|
It's
often instructive, and fun, to look back into our history, even if
it's through the notoriously unreliable medium of film. Hollywood has
a way of oversimplifying, sensationalizing, and sometimes downright
falsifying history that can be as appalling as a massacre and as
satisfying as a good meal.
(For
a romp through Hollywood's historical farragoes, find a copy of
George MacDonald Fraser's “The
Hollywood History of the World: From
One Million Years B.C. to
Apocalypse Now.” Settle in by the stove with a pot of tea or a
glass of port and prepare to have a lot of fun.)
Of
the history which some of us remember, most of it came to us
indirectly through newspapers, radio, and television, so re-living it
on film is no great stretch, even if what we see sometimes doesn't
jibe with what we remember.
Of
what happened in the 1970s I don't remember a whole lot, because that
was one of the many periods when I (mercifully) didn't have a
television. But even though I didn't see the Frost-Nixon interviews
in 1977, I heard about them, and read about them, and there were few
who didn't.
The
scandal that led to the resignation of our 37th
president, the one who gave us the phrase “expletive deleted,”

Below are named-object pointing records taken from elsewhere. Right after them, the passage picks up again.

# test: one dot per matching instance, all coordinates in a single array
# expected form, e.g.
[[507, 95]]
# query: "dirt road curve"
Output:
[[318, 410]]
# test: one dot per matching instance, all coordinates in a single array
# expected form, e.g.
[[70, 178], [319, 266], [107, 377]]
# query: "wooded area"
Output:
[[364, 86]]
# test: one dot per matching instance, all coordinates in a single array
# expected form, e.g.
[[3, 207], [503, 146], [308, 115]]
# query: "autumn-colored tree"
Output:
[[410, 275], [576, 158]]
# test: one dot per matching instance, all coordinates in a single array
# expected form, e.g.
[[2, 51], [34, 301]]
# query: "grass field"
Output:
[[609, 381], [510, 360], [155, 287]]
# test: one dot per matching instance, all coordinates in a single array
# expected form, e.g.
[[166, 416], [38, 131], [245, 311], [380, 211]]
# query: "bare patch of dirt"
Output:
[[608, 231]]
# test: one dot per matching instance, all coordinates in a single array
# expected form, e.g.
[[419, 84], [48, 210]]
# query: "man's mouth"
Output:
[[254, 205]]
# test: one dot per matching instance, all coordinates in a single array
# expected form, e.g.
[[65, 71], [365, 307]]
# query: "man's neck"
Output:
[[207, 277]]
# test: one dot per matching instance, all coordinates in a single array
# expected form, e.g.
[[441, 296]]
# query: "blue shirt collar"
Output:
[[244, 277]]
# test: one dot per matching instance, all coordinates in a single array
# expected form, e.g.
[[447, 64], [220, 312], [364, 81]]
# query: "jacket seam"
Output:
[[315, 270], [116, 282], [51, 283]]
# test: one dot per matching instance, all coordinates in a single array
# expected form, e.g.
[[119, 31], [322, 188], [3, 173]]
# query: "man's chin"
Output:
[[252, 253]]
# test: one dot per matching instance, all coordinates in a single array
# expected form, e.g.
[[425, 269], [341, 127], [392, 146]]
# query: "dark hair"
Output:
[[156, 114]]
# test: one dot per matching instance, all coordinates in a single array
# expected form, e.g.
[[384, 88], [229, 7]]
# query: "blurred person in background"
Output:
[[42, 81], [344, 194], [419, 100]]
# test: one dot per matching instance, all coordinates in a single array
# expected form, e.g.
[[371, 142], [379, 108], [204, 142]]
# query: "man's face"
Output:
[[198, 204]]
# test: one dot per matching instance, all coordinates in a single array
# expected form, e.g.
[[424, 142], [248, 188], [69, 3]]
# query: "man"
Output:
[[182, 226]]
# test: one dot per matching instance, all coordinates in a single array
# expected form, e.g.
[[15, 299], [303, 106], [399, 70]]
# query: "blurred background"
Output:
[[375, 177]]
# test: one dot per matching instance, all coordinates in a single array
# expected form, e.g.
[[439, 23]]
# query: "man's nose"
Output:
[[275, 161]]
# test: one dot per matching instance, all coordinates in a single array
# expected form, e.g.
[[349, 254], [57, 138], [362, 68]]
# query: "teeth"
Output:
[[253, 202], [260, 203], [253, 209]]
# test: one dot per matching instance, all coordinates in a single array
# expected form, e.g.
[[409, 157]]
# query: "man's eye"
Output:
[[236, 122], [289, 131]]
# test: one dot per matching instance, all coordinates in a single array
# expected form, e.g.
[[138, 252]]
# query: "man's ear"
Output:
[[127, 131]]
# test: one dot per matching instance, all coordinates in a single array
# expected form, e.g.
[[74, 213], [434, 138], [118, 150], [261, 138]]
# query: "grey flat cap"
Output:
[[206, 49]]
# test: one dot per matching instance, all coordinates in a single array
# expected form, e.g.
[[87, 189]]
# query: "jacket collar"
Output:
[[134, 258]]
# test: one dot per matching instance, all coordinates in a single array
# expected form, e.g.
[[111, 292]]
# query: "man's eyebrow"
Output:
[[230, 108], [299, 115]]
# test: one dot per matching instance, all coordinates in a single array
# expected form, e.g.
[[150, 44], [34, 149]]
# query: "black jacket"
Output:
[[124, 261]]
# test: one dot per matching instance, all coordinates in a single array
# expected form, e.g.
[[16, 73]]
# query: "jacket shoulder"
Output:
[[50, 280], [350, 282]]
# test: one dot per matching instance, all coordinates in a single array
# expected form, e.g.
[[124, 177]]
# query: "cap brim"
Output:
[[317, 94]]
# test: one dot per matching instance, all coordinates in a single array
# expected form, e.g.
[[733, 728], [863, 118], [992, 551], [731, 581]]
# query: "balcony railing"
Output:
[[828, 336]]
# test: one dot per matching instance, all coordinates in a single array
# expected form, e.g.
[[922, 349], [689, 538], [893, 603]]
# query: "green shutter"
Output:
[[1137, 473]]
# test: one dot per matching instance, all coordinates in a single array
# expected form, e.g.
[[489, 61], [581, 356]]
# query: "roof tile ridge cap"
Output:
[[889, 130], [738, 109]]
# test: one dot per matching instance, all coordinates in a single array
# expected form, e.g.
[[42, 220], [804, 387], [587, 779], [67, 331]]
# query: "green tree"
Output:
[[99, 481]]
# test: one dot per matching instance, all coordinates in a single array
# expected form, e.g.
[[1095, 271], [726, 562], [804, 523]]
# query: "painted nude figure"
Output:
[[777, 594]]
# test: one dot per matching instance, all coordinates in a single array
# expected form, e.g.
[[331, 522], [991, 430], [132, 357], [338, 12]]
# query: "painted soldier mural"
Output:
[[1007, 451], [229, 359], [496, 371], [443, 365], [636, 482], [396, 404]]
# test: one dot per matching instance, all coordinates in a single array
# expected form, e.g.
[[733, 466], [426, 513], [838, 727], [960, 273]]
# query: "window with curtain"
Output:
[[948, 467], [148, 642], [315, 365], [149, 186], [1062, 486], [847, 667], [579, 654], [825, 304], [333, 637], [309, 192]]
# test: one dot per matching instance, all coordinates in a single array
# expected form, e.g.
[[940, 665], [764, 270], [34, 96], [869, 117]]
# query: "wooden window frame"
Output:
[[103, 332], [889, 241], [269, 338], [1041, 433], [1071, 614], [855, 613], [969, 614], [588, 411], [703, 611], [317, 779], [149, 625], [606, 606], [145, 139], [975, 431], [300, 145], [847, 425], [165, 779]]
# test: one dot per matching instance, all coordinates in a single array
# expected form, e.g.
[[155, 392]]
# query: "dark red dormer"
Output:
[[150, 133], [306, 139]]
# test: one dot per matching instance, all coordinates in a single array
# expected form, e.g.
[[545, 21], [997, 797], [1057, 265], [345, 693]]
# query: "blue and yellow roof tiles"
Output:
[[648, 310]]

had something about it that was as inexorable as fate, and as tawdry
as a bawdy house. David Frost's series of interviews with the former
president had the widely-perceived effect of taking the place of the
trial Nixon avoided for his wrong-doing, in which admitted (at least)
that he had made mistakes, that he had participated in a cover-up,
and that he had “let the American people down.”
Whether
or not this admission had a cathartic effect on the American people,
who had been torn apart by controversy and violence over the Viet Nam
conflict, it is certain that more Americans witnessed it than any
other media event.
When
Peter Morgan set out to write his play, “Frost/Nixon,” he
certainly was not bound, as a playwright, to hew to historical
accuracy any more than Shakespeare was, or any more than he himself
was in his screenplay for “The Queen.” And what a tour-de-force
THAT was, both for Morgan and for Helen Mirren, who was later invited
to Buckingham Palace, if you can believe it.
What
Morgan did in that film was to intercut scenes of possibly historical
veracity with scenes that were purely fanciful, to bridge incidents
where people seemed to act out of character, supplying
psychologically plausible transitions.
In
“Frost/Nixon” he does that again, using the actual interviews as
a starting point and filling in the in-betweens with educated, and
dramatically viable, guesses.
The
most dramatic is a late-night phone call from Nixon to Frost, in
which the ex-president, several sheets to the wind, goes from
self-pity to belligerence, and inadvertently persuades Frost to enter
the last interview with a take-no-prisoners attitude.
(When
Frost later asks him about the call, Nixon is perturbed because he
doesn't remember it. This chimes with one of Henry Kissinger's
sensationalist memories of “running the country” when the
president had drunk himself into a stupor.)
Director
Ron Howard had the good sense to go with the two accomplished actors
who had played the title roles on stage, both in London and New York.
Michael
Sheen is making a fine career out of playing hapless British
celebrities – he was Tony Blair in “The Queen” - and here he
lets us see behind the genial front to the ravening hunger of the man
Jonathan Miller once called “the bubonic plagiarist.” He has to
be Top Dog, to out-maneuver the Old Pro, even a discredited one. And
yes, many people had haircuts just like that in 1977.
Frank
Langella used to be the handsomest man in film (remember the 1979
“Dracula?”), but he has so submerged himself in the character of
Nixon that at times, in spite of the lack of jowl, some of us
old-timers find ourselves thinking, by God, that's him!
Howard
follows the originals closely, I'm told, in re-creating the
interviews, and in the transitions he makes good use of the hand-held
camera to give a jiggly, nervous, documentary feel to the jiggly,
nervous proceedings.
Jonathan
Aitken, one of Nixon's official biographers, says that "Frost
did not ambush Nixon during the final interview into a damaging
admission of guilt. What the former president 'confessed' about
Watergate was carefully pre-planned. It was only with considerable
help and advice from his adversary's team that Frost managed to get
much more out of Nixon, in the closing sequences, by reining in his
fierce attitude and adopting a gentler approach."
Could
be; I couldn't say. Makes me wish I had had a television.